Her first call on us, though, was when she blew in last Sunday afternoon and announced that she'd come to see "that dear, darling man child" of ours. And for a girl of her size Amelia is some breeze, take it from me. Honest, for the first ten minutes or so there I felt like our happy little home had been hit by a young tornado.

"Where is he?" she demands. "Please take me at once into the regal presence of his youthful majesty."

I noticed Vee sizin' her up panicky, and I knew she was thinkin' of what might happen to them spindle-legged white chairs in the nursery.

"How nice of you to want to see him!" says Vee. "But let me have Baby brought down here. Just a moment."

And she steers her towards a solid built davenport that we'd been meanin' to have reupholstered anyway.

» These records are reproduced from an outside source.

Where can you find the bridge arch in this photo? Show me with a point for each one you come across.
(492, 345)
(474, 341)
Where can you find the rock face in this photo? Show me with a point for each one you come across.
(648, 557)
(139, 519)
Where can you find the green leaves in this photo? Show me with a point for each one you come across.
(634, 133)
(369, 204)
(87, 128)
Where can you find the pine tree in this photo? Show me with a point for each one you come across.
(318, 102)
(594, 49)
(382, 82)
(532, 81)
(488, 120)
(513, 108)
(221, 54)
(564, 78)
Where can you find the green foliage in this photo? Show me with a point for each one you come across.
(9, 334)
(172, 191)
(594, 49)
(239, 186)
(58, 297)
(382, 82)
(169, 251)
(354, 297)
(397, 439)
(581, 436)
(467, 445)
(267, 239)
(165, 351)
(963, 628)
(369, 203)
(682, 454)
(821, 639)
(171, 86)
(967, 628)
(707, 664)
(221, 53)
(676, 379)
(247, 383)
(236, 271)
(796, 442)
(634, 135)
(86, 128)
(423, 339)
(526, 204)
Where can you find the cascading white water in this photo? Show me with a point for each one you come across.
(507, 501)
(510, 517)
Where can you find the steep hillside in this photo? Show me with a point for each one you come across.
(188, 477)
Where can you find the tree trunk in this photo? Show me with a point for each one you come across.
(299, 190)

Then we was treated to a line of high-brow gush as Amelia inspects the youngster through her shell lorgnette and tries to tell us in impromptu blank verse how wonderful he is.

"Ah, he is one of the sun children, loved of the high gods," says she, rollin' her eyes. "He comes to you wearing the tints of dawn and trailing clouds of glory. You remember how Wordsworth puts it?"

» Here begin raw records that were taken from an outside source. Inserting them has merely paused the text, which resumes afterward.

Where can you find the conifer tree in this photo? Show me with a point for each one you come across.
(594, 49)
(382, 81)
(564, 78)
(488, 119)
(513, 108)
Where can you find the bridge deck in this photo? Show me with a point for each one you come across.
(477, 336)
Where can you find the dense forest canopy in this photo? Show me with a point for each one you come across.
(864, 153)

As she fires this straight at me, I has to say something.

"Does he?" I asks.

"I am always impressed," she gurgles on, "by the calm serenity in the eyes of these little ones. It is as if they——"

But just then Snoodlekins begins screwin' up his face. He's never been mauled around by a lady poetess before, or maybe it was just because there was so much of her. Anyway, he tears loose with a fine large howl and the serenity stuff is all off. It takes Vee four or five minutes to soothe him.